Garbage
Collection: Automatic Memory Management in the Microsoft .NET Framework
Host: Rahul Chitale – Consultant, Microsoft Consultancy
Services, India
May
30, 2002
KunalS_MS: Good Afternoon to all present
KunalS_MS: Thank you for joining us in today's expert chat on
KunalS_MS: Garbage Collection: Automatic Memory Management in the
Microsoft .NET Framework
KunalS_MS: and the Expert who will help us through our queries is
KunalS_MS: Rahul Chitale - Consultant, Microsoft Consultancy Services,
India
KunalS_MS: Hello Rahul and thank you for joining us
RahulCh_MS: Hello everybody.
KunalS_MS: Rahul, why don't you start of by explaining this all together
new concept of Garbage Collection in .NET
KunalS_MS: What does it imply for the developer and how does it make
his/her life easier?
RahulCh_MS: Garbage collection is a 'supporting' process
for the new managed memory heap in the .Net framework.
RahulCh_MS: Basically, the managed heap gives us flexibility
around several issues in normal heap programming like splitting of
the heap etc
RahulCh_MS: But it assumes the presence of a infinite
memory space.
RahulCh_MS: And that memory space is guaranteed by the
Garbage collector
RahulCh_MS: So together, they give us a lightening fast
memory allocation technique with ‘fast enough’ free algorithms.
Guest: (madhu) How does the GC decide which memory to free and when
to free?
RahulCh_MS: Big answer to that Q. I'll keep it simple
for now.

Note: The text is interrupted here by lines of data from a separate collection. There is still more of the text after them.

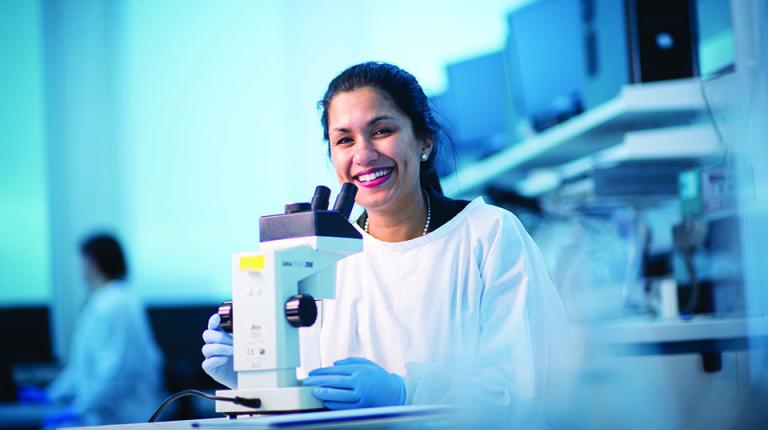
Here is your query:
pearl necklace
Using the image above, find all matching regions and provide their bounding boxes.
[363,193,432,236]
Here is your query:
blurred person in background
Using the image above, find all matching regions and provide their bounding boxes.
[19,234,162,428]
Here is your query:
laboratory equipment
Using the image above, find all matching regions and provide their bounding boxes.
[216,183,363,416]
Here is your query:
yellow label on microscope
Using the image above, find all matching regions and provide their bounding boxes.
[240,255,264,272]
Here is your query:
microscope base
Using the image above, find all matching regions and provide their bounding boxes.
[216,387,323,415]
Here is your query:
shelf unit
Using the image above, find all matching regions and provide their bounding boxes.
[442,78,707,197]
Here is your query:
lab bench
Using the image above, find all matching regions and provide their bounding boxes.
[67,406,455,430]
[585,316,768,372]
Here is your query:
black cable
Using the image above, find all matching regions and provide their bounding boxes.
[147,390,261,423]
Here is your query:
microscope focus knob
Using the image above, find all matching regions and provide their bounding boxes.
[218,300,234,333]
[285,294,317,327]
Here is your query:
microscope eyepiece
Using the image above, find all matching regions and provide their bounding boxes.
[312,185,331,211]
[333,182,357,219]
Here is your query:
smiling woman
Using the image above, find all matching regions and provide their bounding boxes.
[203,63,567,426]
[320,62,450,242]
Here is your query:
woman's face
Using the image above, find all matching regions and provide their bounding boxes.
[328,87,431,210]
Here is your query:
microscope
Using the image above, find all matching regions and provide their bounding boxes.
[216,183,363,417]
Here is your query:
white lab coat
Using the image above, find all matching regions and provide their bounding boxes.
[48,282,162,425]
[301,198,567,424]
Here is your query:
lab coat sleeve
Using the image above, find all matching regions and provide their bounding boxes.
[405,213,558,422]
[73,305,150,414]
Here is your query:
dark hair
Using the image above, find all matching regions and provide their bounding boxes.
[318,61,448,194]
[80,233,128,281]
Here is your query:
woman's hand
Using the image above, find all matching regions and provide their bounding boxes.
[304,357,405,409]
[203,314,237,388]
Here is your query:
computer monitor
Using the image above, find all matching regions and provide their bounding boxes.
[0,305,54,402]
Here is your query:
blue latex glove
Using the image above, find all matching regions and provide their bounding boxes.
[203,314,237,388]
[43,407,80,429]
[304,357,405,409]
[16,384,51,404]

Unlike 'normal' garbage collection which really tracks which
objects have been allocated? The GC here assumes that all objects
are garbage... unless
RahulCh_MS: the objects are directly or indirectly part
of the root of the application.
RahulCh_MS: By the root we mean all data being accessed
by pointers on globals, statics, registers and the stack.
RahulCh_MS: So the GC cleans up everything which is not
part of the tree of the objects leading from the root.

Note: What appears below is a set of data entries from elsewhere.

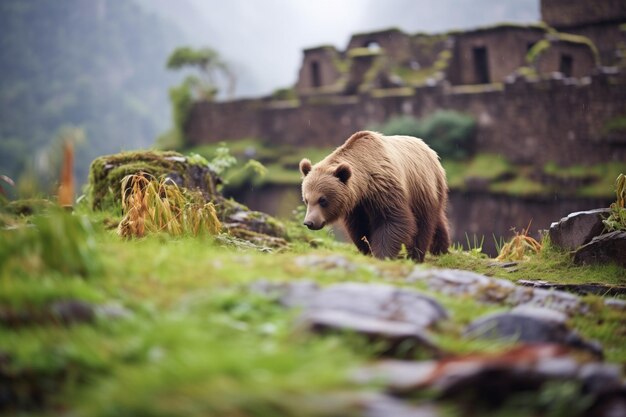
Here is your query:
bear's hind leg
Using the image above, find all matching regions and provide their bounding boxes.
[430,213,450,255]
[344,207,372,255]
[370,221,411,259]
[411,215,435,262]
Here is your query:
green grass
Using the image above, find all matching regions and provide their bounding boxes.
[463,154,513,180]
[0,207,626,416]
[184,138,626,198]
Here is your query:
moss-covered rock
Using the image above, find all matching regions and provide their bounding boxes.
[89,151,219,209]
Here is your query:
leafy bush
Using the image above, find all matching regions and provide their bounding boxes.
[373,110,476,159]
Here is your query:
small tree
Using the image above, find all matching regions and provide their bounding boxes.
[167,46,235,100]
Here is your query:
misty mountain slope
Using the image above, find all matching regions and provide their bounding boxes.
[0,0,184,188]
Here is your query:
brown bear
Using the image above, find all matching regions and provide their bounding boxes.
[300,131,450,262]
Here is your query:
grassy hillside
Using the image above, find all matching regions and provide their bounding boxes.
[0,0,183,193]
[0,193,626,417]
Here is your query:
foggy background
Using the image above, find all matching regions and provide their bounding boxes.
[0,0,539,190]
[141,0,539,97]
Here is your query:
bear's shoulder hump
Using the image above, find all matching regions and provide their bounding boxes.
[344,130,380,148]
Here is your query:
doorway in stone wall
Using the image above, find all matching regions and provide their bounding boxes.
[311,61,322,88]
[472,46,491,84]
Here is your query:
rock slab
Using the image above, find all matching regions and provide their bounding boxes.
[251,281,448,356]
[574,231,626,268]
[549,208,610,250]
[464,305,603,358]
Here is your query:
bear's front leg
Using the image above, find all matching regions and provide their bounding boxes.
[344,206,371,255]
[370,211,416,259]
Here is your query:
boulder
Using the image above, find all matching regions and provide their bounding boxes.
[406,266,588,314]
[574,231,626,268]
[549,208,610,250]
[251,281,448,357]
[353,344,623,404]
[89,151,220,209]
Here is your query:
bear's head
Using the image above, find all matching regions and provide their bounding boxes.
[300,158,352,230]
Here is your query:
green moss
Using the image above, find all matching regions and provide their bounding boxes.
[602,115,626,134]
[346,48,383,58]
[526,32,600,66]
[451,83,504,94]
[272,88,298,100]
[526,39,552,66]
[556,32,600,64]
[89,151,215,209]
[489,175,550,196]
[464,153,515,180]
[370,87,415,98]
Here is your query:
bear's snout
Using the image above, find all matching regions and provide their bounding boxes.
[303,220,324,230]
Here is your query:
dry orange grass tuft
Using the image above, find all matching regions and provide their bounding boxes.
[117,173,222,237]
[496,223,541,261]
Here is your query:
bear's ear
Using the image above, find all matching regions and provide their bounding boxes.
[335,164,352,184]
[300,158,311,177]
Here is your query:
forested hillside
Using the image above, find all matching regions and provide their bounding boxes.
[0,0,184,192]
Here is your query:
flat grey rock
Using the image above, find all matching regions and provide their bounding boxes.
[308,282,448,328]
[464,305,602,358]
[516,279,626,296]
[300,310,440,357]
[406,266,588,315]
[549,208,609,250]
[574,231,626,268]
[352,345,622,400]
[250,281,448,356]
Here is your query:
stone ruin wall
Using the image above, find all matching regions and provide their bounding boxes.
[186,73,626,166]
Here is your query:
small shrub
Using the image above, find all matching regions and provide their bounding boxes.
[602,174,626,232]
[373,110,476,159]
[118,174,221,237]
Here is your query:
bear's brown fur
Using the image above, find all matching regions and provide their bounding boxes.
[300,131,450,262]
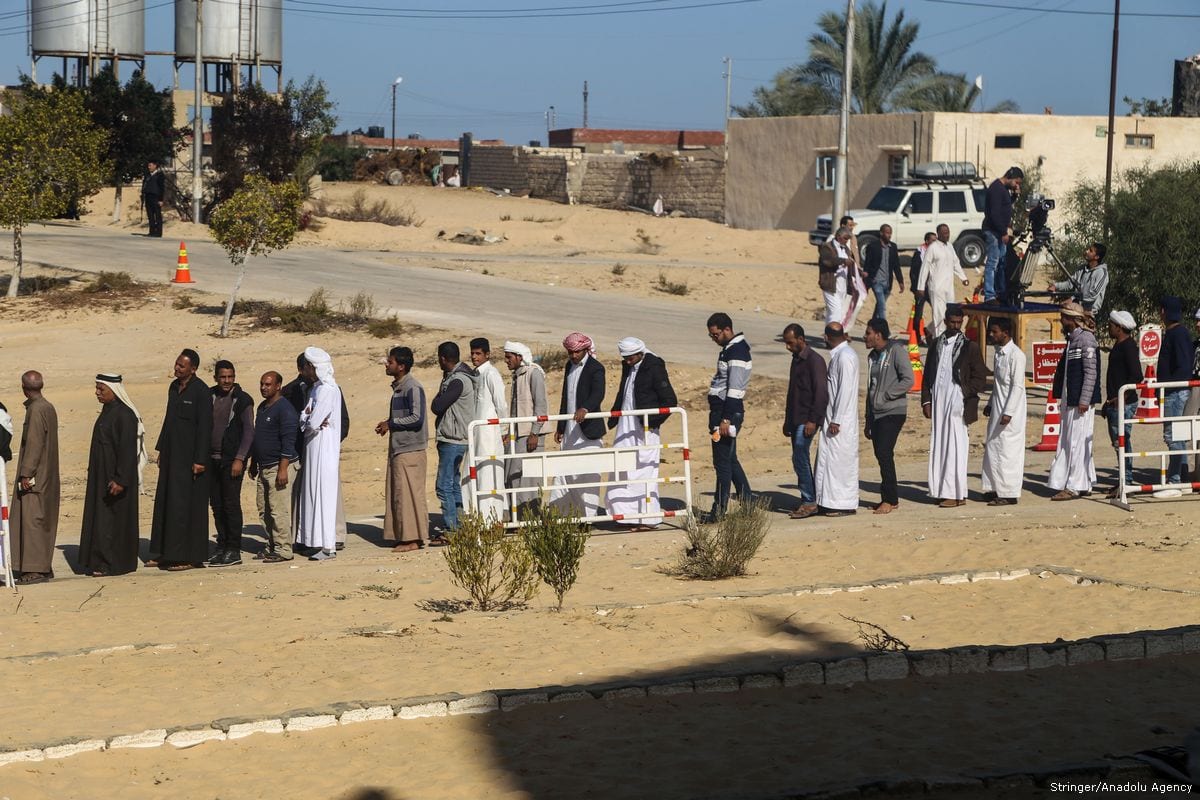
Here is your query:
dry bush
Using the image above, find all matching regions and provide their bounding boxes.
[521,503,588,610]
[668,498,770,581]
[443,511,538,612]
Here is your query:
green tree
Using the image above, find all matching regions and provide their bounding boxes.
[86,66,184,222]
[209,175,304,336]
[1066,162,1200,323]
[0,90,108,297]
[212,77,337,203]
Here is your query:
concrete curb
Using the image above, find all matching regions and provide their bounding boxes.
[0,625,1200,767]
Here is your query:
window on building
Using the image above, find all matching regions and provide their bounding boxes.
[817,156,838,192]
[907,192,934,213]
[937,192,967,213]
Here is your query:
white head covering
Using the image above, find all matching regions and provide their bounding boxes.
[304,348,337,385]
[1109,311,1138,331]
[617,336,647,359]
[504,342,533,365]
[96,372,150,492]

Guest: (Kumar) Does the GC employ different algorithms for "fast"
garbage collection? If so, what makes them fast? Why aren't the objects
promoted beyond generation 2?
RahulCh_MS: The GC in .Net uses a 'mark and sweep' algorithm.
There are others - JScript uses a Mark and Collect. There are reference
counted variations.
RahulCh_MS: as well
RahulCh_MS: However, the .Net GC uses only mark and sweep
which performs pretty well in the scenarios intended.

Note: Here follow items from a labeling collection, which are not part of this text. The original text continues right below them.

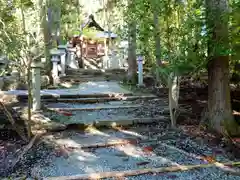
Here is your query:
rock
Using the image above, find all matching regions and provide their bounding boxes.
[41,75,50,87]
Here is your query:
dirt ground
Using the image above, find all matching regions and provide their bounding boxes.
[0,80,240,177]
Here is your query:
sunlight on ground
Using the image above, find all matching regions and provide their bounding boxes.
[86,127,110,137]
[37,128,240,179]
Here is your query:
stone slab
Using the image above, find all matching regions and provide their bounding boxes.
[41,95,157,103]
[2,81,133,97]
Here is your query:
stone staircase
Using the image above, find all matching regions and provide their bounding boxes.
[60,69,126,83]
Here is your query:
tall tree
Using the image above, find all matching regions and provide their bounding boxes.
[205,0,237,133]
[127,1,137,83]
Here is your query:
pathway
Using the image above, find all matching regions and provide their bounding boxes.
[5,81,239,180]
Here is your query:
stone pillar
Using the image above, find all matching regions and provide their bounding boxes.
[50,49,66,76]
[51,55,60,86]
[137,56,144,86]
[31,62,42,111]
[67,48,79,69]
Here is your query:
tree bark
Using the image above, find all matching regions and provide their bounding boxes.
[206,0,233,133]
[153,9,162,84]
[38,0,53,83]
[127,20,137,83]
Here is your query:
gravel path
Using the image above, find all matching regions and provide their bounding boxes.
[27,129,239,180]
[1,83,240,180]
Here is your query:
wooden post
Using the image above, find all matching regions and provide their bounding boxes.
[31,62,41,111]
[51,56,60,86]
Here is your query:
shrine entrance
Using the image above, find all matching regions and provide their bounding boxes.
[71,15,117,69]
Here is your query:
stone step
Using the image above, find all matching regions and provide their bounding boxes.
[43,95,157,104]
[45,104,141,111]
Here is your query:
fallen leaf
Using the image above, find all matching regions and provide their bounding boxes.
[214,149,223,154]
[55,148,68,158]
[137,161,150,166]
[203,156,216,163]
[59,111,73,116]
[167,175,177,179]
[143,146,153,153]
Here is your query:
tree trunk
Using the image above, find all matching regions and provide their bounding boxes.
[127,21,137,84]
[206,0,233,133]
[38,0,53,83]
[55,7,61,46]
[153,10,162,84]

RahulCh_MS: The fast part for the most is attributed
to the memory allocation. Still our tests show that typical Gen 0
cleanups can occur in less than 1 ms of time on a Pentium.
RahulCh_MS: As regards to promotion beyond gen2, 80 %
of the objects can be found to live in generation 0. It becomes actually
unefficient to have anything beyond 3 generations.
Guest: (Kumar) From what is documented, the GC comes into action when
there is memory lack for allocating more objects. Please Comment.
RahulCh_MS: The GC is actually invoked in three circumstances
- a) If there is 'pressure' on the managed heap b) if all threads
are suspended c) if a thread invokes GC.Collect
RahulCh_MS: (a) pretty much talks about the 'low memory'
situations. (b) is self-evident.
RahulCh_MS: (c ) is where things get interesting and
the GC can actually hijack threads into suspend mode for performing
garbage collection
Guest: (Kumar) What's the rationale behind invoking GC when threads
are suspended? There could be no "pressure", then why run GC?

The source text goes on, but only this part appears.